2012 Annual Report
1a.Objectives (from AD-416):
1. Epigenetic analysis in the form of methylation data and histone modification data will be collected on one subset of a NAM population. This will be the same population from which RNA-Seq gene expression data will be collected; 2. Loci identified for which epigenetic changes appear to be correlated to agronomic traits will be verified in other NAM populations.
1b.Approach (from AD-416):
Seventy lines will be sequenced to 20x coverage for the determination of methyl cytosines. DNA from the 70 lines will be treated using sodium bisulfate conversion kits that will then be sequenced using an Illumina HiSeq, 1 line per sample (70 lines of sequencing). This will be done in two replicates to reduce sample variation and provide more confidence in ‘epialleles’ (the epigenetic variants of the same gene). Seventy lines will be sequenced to 5x using ChIP pulldowns for H3K9-methylation. Commercial antibodies for H3K9 methylation will be used to pull down DNA associated with this epigenetic mark. DNA will be sequenced to 5x per accession, four accessions per lane. Seventy lines sequenced to 5x using ChIP pulldowns for H3K27-methylation. Commercial antibodies for H3K27 methylation will be used to pull down DNA associated with this epigenetic mark. DNA will be sequenced to 5x per accession, four accessions per lane. Informatic analysis of data to identify the epialleles correlated with agronomic traits. Collaboration with University of Delaware will allow the public access of all the data generated. In addition, the informaticists and postdoc on this project will analyze the data to find epigenetic marks, epialleles, that appear to be correlated with specific agronomic traits as identified by ARS. We will confirm the association of putative epialleles with agronomic traits. The putative epialleles are not really useful until they are validated and the NAM populations provide a unique opportunity for validation. Validation will be done using polymerase chain reaction (PCR) to amplify the putative alleles. We will then sequence those amplicons in an indexed format. We will first focus on replicates of the initial population we targeted, then expand to other NAM subpopulations to determine how robust these epialleles are.

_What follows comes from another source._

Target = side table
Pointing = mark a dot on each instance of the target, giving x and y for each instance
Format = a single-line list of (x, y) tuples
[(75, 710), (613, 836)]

The first steps of a robust protocol for methylome sequencing have been implemented. Using Williams 82, several different protocols were tested and compared to refine our protocol. We now have a consistent DNA library preparation for whole genome bisulfite sequencing that produces consistent results. The Williams 82 DNA library was test sequenced using an Illumina MiSeq System, and a 151bp paired-end sequencing generated 9271554 reads and ~ 1.4Gbp of methylome sequence. Bisulfite conversion rate were calculated and determined as more than 99.8 percent showing that nearly all of unmethylated Cytosines were converted Thymines. Also, only 0.062 percent of the reads were reported as ‘duplicated alignment’ showing that this library is very robust. Other methylome libraries were also constructed by the same method and are being sequenced on an Illumina HiSeq2000. To establish the pipeline for data analysis, sequence data from four test libraries generated from different tissues of soybean (leaf, root, root hair and seed) was utilized. After quality filtering of the reads, alignment to soybean genome was performed to assign methylation calls. Among the three DNA methylation contexts, CpG (45-47 percent) methylation was found to be most prevalent, followed by CHG (35-38 percent) and CHH (17-19 percent) in all the samples analyzed, which is similar to that reported in other plants. Further, methylated cytosines were equally distributed on both strands of DNA. The establishment of further analysis pipeline is still in progress and will be undertaken as soon as the sequencing data with high read depth is obtained from few tissue samples.